Koncert sie konczy a my jedziemy dalej, do knajpy gdzie spiewa Anastazia. Niestety mamy pecha, bo jak dojezdzamy Anastazie zastac mozemy juz tylko przy stoliku, skonczyla wystep. Nic straconego jednak, ta zwariowana, sliczna Murzynka zaspiewa dla nas jeszcze nie raz, w samochodzie, w czasie naszych licznych przejazdzek po miescie.
Anastazia to naprawde niesamowita postac. Ma w sobie wiecej zycia niz 20 przecietnych osob. Kiedy sie pojawia wypelnia swoja osoba cala przestrzen, swoim glosem, gestami, tysiacem barw. Wokol glowy wiruje jej kolorowa chusta, ktora nieustannie sie bawi, to ja zakladajac to zdejmujac, pobrzekuja korale na szyi i przegubach dloni. W powietrzu niesie sie jej szalenczy smiech.
Tego wieczoru jeszcze dwa razy zmieniamy knajpy, az w koncu trafiamy do bardzo fajnego, klimatycznego baru, gdzie klienci sa prawie wylacznie czarni, a z glosnikow leca stare kawalki samby.

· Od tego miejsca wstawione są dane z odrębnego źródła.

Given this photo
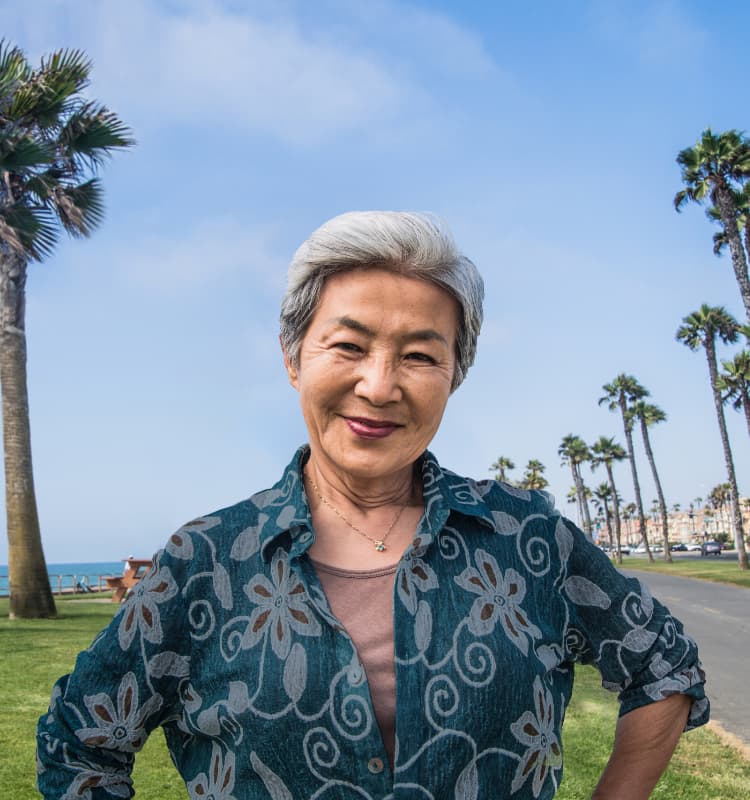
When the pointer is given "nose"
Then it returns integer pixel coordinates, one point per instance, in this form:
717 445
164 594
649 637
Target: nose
378 381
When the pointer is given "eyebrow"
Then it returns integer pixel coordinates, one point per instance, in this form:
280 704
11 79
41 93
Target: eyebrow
428 334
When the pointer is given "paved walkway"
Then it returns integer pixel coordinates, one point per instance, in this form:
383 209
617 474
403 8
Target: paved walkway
718 618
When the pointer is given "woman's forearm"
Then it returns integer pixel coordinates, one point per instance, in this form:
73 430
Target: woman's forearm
645 739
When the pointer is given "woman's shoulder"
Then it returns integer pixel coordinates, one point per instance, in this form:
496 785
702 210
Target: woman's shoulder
499 496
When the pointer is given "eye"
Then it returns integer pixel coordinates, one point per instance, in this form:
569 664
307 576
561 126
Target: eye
423 358
347 347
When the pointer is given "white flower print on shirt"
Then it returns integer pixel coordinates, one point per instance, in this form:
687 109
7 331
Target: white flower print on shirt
121 728
500 598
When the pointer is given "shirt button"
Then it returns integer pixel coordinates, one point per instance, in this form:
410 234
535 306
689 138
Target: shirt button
375 765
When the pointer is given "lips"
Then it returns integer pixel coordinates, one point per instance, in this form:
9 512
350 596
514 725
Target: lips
371 428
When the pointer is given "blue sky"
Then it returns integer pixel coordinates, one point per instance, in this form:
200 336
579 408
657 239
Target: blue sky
544 133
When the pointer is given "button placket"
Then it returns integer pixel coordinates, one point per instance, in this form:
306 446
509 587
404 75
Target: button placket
375 765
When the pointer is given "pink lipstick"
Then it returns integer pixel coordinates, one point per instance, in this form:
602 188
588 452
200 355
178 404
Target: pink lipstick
371 428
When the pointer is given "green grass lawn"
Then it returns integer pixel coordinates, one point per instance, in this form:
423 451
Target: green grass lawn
35 653
707 569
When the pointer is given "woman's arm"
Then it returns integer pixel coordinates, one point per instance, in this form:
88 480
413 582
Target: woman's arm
644 741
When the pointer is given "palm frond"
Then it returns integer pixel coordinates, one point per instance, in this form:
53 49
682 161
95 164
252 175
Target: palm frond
29 231
19 153
80 209
93 132
67 67
13 69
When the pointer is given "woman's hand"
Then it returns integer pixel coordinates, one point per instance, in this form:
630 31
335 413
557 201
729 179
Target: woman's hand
645 739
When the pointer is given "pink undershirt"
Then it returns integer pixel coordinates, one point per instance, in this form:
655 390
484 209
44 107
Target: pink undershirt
363 603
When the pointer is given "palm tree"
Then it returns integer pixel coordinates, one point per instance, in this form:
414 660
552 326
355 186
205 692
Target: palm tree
649 414
719 498
501 467
700 329
603 494
734 383
606 451
52 141
715 168
575 452
742 206
533 477
628 513
619 394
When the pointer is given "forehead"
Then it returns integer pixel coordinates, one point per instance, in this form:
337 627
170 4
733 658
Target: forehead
387 298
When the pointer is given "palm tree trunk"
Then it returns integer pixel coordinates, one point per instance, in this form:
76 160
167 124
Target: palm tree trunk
636 485
615 512
746 407
739 536
30 592
728 212
583 506
659 492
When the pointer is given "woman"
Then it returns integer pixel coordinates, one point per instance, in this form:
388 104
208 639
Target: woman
373 625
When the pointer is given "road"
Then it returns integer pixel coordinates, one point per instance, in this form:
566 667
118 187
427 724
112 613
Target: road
718 618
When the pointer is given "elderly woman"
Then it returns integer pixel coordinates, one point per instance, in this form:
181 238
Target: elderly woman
373 626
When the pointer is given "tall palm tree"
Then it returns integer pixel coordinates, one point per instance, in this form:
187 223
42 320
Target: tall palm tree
628 514
575 452
701 329
501 467
533 477
734 383
715 168
618 396
603 494
647 415
52 141
605 451
719 498
742 206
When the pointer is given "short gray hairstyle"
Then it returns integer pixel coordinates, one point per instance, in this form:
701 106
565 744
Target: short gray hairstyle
413 244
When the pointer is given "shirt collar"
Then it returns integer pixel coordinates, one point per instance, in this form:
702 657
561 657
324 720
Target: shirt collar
287 515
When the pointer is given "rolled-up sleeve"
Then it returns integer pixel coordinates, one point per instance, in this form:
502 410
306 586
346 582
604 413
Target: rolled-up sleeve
640 649
122 687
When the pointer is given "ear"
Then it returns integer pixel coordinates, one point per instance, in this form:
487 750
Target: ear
291 370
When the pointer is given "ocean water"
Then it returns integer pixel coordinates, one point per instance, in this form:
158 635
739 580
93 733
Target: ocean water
65 576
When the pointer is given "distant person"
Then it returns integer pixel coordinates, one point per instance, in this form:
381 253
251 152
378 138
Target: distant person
374 626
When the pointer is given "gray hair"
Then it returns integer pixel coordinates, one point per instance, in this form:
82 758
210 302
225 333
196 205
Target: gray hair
412 244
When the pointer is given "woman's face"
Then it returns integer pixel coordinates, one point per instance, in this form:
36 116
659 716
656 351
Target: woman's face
375 371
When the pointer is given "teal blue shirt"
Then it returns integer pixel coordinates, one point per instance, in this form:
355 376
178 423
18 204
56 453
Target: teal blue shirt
230 645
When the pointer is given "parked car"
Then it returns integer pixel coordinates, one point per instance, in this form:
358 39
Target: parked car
711 548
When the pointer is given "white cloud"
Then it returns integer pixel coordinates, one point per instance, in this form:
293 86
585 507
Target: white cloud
274 68
667 35
658 33
211 253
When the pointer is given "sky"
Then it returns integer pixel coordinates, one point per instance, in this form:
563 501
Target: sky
545 134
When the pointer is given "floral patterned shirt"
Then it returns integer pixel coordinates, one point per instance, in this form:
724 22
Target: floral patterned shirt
229 644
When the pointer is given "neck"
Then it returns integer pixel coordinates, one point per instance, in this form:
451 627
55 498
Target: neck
364 493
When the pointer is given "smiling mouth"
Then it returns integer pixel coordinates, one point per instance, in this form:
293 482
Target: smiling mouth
371 428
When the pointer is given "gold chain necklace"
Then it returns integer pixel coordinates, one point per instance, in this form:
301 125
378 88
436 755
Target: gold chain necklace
379 543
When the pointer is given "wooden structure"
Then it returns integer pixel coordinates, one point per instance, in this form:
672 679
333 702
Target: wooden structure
135 569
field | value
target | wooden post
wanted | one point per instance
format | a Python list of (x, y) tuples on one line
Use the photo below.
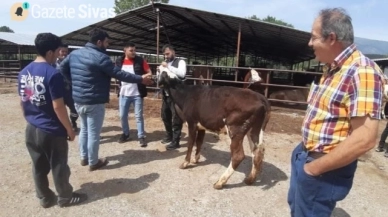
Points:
[(20, 58), (238, 50), (157, 34)]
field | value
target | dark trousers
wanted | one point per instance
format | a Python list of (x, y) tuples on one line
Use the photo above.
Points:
[(68, 98), (316, 195), (172, 122), (383, 137), (49, 152)]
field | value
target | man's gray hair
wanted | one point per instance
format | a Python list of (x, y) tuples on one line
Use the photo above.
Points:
[(337, 20)]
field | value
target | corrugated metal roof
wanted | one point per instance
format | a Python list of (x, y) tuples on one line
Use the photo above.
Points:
[(7, 38), (199, 33), (380, 59)]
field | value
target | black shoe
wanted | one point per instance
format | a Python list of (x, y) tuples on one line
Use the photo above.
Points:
[(173, 146), (123, 138), (166, 140), (48, 202), (75, 199), (379, 149), (74, 126), (142, 142)]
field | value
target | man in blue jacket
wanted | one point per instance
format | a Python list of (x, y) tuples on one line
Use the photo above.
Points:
[(63, 52), (91, 70)]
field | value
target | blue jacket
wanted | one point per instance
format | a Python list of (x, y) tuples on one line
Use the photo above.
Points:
[(90, 71)]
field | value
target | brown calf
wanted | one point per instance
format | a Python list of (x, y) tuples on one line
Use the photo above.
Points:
[(239, 111)]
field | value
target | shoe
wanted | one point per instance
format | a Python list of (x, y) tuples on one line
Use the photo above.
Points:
[(123, 138), (166, 140), (173, 146), (48, 202), (379, 149), (75, 199), (74, 126), (142, 142), (101, 163), (84, 162)]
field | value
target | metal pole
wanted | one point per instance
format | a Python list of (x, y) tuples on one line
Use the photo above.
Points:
[(157, 49), (157, 34), (238, 45), (238, 51)]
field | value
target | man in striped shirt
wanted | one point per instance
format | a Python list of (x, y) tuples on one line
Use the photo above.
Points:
[(341, 121)]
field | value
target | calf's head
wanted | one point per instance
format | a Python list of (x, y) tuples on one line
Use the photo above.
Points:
[(167, 79)]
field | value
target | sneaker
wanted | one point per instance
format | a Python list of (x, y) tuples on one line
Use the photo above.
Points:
[(142, 142), (379, 149), (74, 126), (75, 199), (48, 202), (123, 138), (101, 163), (84, 162), (166, 140), (173, 146)]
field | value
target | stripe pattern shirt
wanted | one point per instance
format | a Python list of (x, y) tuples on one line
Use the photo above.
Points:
[(352, 86)]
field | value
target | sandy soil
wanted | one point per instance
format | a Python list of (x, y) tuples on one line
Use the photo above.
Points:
[(148, 182)]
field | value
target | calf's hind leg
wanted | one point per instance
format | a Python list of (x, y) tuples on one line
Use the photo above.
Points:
[(237, 152), (198, 142), (190, 144), (257, 147)]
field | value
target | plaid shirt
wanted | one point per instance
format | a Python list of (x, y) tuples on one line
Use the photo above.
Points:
[(350, 87)]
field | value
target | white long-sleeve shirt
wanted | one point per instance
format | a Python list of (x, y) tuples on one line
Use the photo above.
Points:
[(180, 71)]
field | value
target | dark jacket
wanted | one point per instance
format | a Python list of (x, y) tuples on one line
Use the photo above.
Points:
[(139, 70), (90, 70)]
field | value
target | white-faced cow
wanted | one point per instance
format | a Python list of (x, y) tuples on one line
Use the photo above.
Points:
[(215, 108)]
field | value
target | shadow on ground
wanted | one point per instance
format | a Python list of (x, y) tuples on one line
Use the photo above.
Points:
[(153, 136), (114, 187), (339, 212), (267, 179)]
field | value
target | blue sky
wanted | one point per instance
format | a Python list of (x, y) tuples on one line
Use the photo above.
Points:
[(369, 16)]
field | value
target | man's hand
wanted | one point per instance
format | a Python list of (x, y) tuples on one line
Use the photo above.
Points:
[(307, 170), (71, 134), (147, 79)]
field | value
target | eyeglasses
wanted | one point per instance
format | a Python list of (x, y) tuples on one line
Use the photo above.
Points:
[(313, 38)]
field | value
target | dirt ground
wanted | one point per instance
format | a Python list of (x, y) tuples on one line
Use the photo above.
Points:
[(148, 182)]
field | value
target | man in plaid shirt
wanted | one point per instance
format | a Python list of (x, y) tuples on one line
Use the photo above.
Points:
[(341, 121)]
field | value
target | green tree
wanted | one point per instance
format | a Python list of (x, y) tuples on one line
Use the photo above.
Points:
[(6, 29), (271, 19), (125, 5)]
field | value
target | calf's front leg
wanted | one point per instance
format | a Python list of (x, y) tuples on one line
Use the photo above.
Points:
[(192, 136)]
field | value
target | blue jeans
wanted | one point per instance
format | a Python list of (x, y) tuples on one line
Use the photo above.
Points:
[(124, 104), (316, 195), (92, 118)]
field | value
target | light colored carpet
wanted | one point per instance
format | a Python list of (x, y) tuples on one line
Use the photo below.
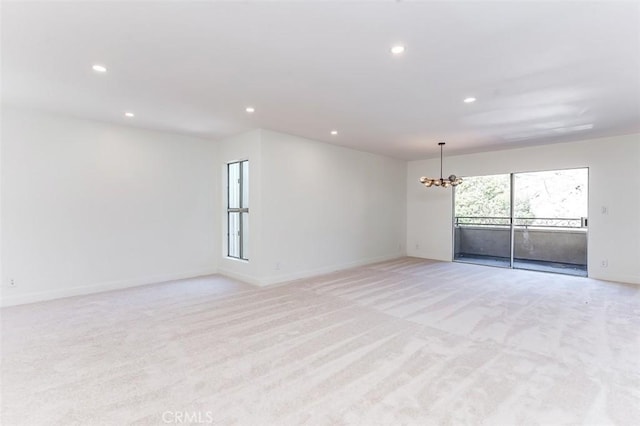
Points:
[(401, 342)]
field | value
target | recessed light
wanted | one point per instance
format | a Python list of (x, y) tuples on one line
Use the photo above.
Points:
[(397, 49)]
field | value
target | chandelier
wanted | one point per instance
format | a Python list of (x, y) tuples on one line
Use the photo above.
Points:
[(452, 180)]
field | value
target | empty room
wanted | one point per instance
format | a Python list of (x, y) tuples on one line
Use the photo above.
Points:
[(320, 213)]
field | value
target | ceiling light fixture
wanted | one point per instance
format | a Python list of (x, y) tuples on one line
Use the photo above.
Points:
[(452, 180), (398, 49)]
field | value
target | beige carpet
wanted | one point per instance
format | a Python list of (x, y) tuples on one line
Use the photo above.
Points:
[(401, 342)]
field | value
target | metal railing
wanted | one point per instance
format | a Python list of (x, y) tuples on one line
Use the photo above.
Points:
[(533, 222)]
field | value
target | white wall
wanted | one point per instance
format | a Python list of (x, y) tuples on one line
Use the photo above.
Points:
[(314, 207), (326, 207), (88, 206), (614, 182)]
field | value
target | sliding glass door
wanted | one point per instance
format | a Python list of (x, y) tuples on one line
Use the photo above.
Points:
[(535, 221)]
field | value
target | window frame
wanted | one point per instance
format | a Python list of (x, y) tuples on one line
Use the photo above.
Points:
[(241, 209)]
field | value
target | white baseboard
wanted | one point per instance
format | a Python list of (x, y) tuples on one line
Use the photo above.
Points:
[(9, 300), (619, 278), (281, 278)]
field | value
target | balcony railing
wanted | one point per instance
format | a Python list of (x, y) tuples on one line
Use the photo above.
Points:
[(541, 222), (553, 240)]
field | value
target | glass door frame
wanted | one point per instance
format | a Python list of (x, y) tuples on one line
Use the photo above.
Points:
[(512, 224)]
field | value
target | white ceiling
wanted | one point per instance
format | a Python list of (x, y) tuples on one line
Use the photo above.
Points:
[(543, 72)]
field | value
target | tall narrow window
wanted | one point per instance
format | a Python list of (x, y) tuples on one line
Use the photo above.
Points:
[(238, 210)]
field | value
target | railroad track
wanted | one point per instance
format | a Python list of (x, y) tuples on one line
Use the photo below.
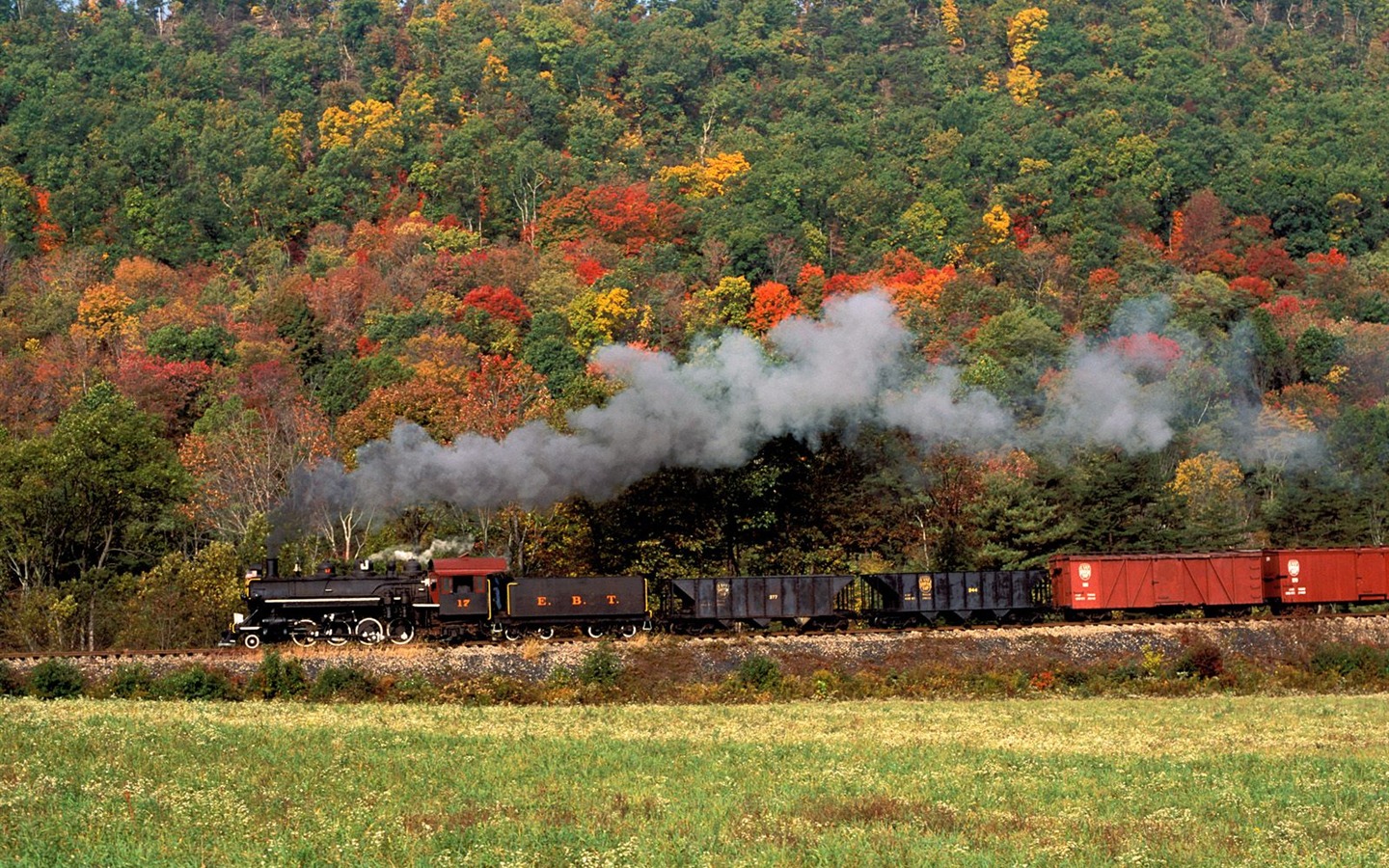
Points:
[(1126, 624)]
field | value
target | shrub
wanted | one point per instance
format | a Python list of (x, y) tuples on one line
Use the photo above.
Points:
[(416, 689), (56, 679), (1200, 660), (344, 682), (600, 666), (193, 684), (10, 681), (1342, 659), (129, 681), (758, 672), (278, 678)]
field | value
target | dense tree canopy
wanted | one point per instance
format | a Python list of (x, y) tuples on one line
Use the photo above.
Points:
[(240, 239)]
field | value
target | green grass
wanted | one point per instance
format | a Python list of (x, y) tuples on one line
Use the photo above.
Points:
[(1209, 781)]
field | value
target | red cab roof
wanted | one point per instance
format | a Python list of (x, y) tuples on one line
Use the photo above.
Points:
[(469, 565)]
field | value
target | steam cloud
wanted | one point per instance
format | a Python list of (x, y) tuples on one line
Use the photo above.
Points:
[(848, 369)]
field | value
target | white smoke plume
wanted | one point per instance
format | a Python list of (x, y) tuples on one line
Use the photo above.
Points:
[(851, 368)]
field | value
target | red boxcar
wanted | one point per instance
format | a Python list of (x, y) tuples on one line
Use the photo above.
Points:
[(1103, 583), (1326, 575)]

Nastepnego dnia dosyc pozno ruszamy zwiedzac miasto. Jem przepyszna zupe z ostryg Sururu. Owoce morza sa tu naprawde re-we-la-cyjne!!! Pozniej siostra Olinda odslania przed nami swoja twarz zmeczona nieco nocnymi szalenstwami. To bardzo ladne miasteczko. Mnostwo malowniczych uliczek i kosciolkow pochowanych na wzniesieniach, w przeroznych zakamarkach.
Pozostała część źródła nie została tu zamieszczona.